Thanks for the clarification.
but i was hoping that i can use 10% if training for validation and leave test data intact for TTA after training. I never thought that it will take randomly from training and testing set combined. it has not been clarified in the docs either.
Conceptually validation data should be kept separated from testing set (as well as testing set). and in many ML packages validation percentage are partitioned from training set only, not training and testing set combined.
if validation_pct is being taken from training and testing combined then any statistics calculated on testing set at the end are biased.
here in fastai if we indicated testing set separately still valid_pct is being taken from both:
Thank you for your suggestion.
but now after I looked deeper in the API it seems that validation set is not being used at training process (I mean as the internal fine-tuning data as it is common in many packages).
for example if I define my databunch as :
data = ImageDataBunch.from_folder(path, ds_tfms=(tfms, tfms), train=“train”, valid=‘test’, bs=8)
Validation set will be used only at the time of prediction for example in : learn.get_preds(ds_type=DatasetType.Valid)
or : earn.TTA()
if this correct, i guess there is no concern to have valid=‘test’, right?
Normally you shouldn’t use your test set until the very end. The validation set isn’t used for training, but it’s used to fine-tune hyper-parameters since you adjust them to get a better validation loss/metric at the end of training.
Thanks for clarification and sorry for tiring you.
But confusion comes in when there are methods such as .tta() or .get_preds() where you need labels for evaluations. perhaps a clarification in the docs where those methods are explained would solve the issue. perhaps there is an explanation now but when i checked it the last time there wasn’t any.
However i figured out what is the issue. I found that unless you define your dataset as : ds_type=DatasetType.Valid it won’t use the new validation set.
If you please let me know why is this? or point me to where there is an explanation for it i would appreciate as it helps me and others to have a better understanding of what is the difference between DatasetType.Valid and data_test.valid_dl
That line can’t work with current fastai. ds_type must be of DatasetType. I’ll stop replying until you provide your whole code, as it’s pointless for me to try to guess what’s happening. Not trying to be mean, but I (or any other person in this forum) really can’t help without seeing everything. Failure might be linked to some line of codes before what you are showing.

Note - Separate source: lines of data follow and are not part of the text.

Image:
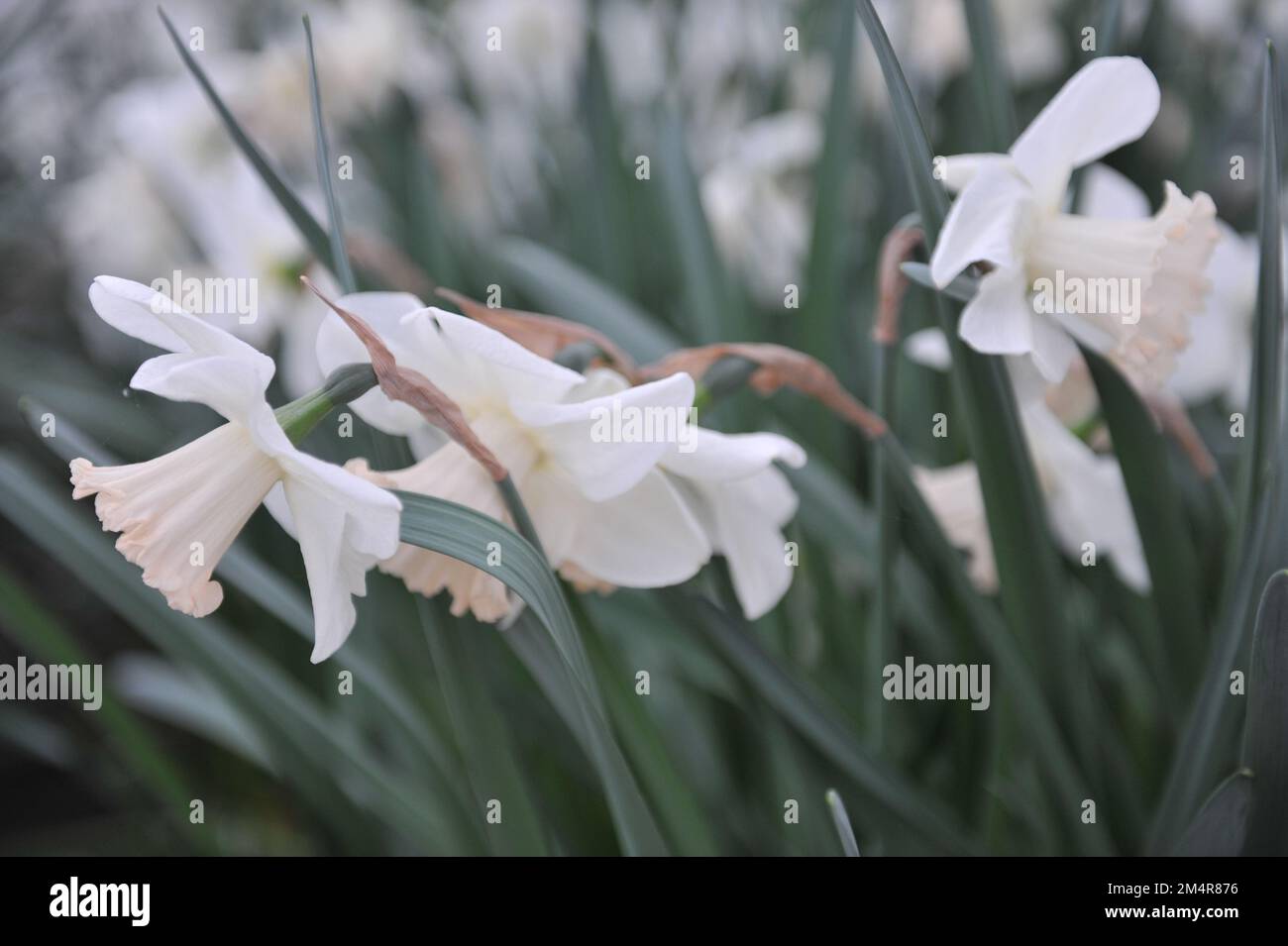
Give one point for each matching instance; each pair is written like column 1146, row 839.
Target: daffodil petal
column 606, row 444
column 644, row 538
column 999, row 321
column 982, row 226
column 720, row 457
column 344, row 525
column 1107, row 193
column 1108, row 103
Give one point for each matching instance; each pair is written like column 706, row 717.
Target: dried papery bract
column 892, row 280
column 411, row 387
column 542, row 335
column 777, row 366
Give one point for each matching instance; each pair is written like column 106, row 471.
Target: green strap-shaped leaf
column 469, row 536
column 841, row 819
column 300, row 734
column 922, row 815
column 1022, row 547
column 1220, row 826
column 1265, row 747
column 1168, row 550
column 1210, row 732
column 304, row 222
column 339, row 254
column 988, row 75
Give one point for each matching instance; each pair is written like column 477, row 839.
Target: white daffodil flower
column 603, row 510
column 1218, row 362
column 179, row 512
column 1083, row 490
column 954, row 495
column 1127, row 287
column 1085, row 494
column 756, row 203
column 738, row 495
column 743, row 502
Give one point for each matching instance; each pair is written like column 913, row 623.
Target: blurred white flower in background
column 756, row 200
column 932, row 44
column 179, row 512
column 1009, row 215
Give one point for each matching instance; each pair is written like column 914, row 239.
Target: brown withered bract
column 778, row 367
column 412, row 387
column 542, row 335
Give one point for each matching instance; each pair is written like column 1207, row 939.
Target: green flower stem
column 724, row 377
column 343, row 385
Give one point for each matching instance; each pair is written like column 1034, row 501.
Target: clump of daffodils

Also the whole error message (if applicable) and your current setup (given by show_install) are necessary information to figure out what’s going on.
Thanks, and I think the answer is [quote=“sgugger, post:23, topic:28292”]
That line can’t work with current fastai. ds_type must be of DatasetType .
simply during the version update many thing has changed while the docs are still not fully updated and somewhat frustrating for everyone who is using it.
I understand that i have to share my code but in this case every thing was according to the aforementioned docs which i have shared the link and thought is needless to copy and paste everything again here. but here we go as you requested:
The docs are updated with each new version. If there are places when they’re not fully updated, any PR to fix them will always be more than welcome. TTA isn’t documented in any case, which is another thing where a contribution would be appreciated. In general you’ll find people will be more prompt to help you if you use language like “it’s not perfect, how can help make it better?” rather than just complaining.
Same for the changes. I’m not sure what are the many things that changed since the functions you use haven’t moved in the past three months.
thanks for your clarification. I will try to contribute to TTA documentation.
this is what i wrote two comments above:
and i just asked the question for what is the difference between two data type.
well, there have been changes that each of them took a bit of time until we figured out how to fix them from v0.7 to v1.0. it was unfortunate that we tried to use this library at the time many changes had to happen. Needless to mention all of them here. it was just bad timing i guess
Ah yes sorry, ds_type=DatasetType.Valid is what you want when you have set your new data, because it’s the validation set of data_test. I confused myself
Oh I didn’t realize you were talking of v0.7. It has been stated very clearly that v1.0 was a complete rewrite, so there is absolutely no backward compatibility. Also there was no docs for v0.7, so it’s not a question of having them be updated, more like writing them
There are many methods, actually : ) Please have a look at the data_block docs and the DataBunch docs, for a start. You should also be able to Google many useful blogposts about “fastai data block” API. Worth noticing the strive for consistency (kudos to the devs) between the creation methods for different data types, e.g. image, tabular, text, etc., such that very similar lines of code in fastai can be used for different DL models / applications. Thanks.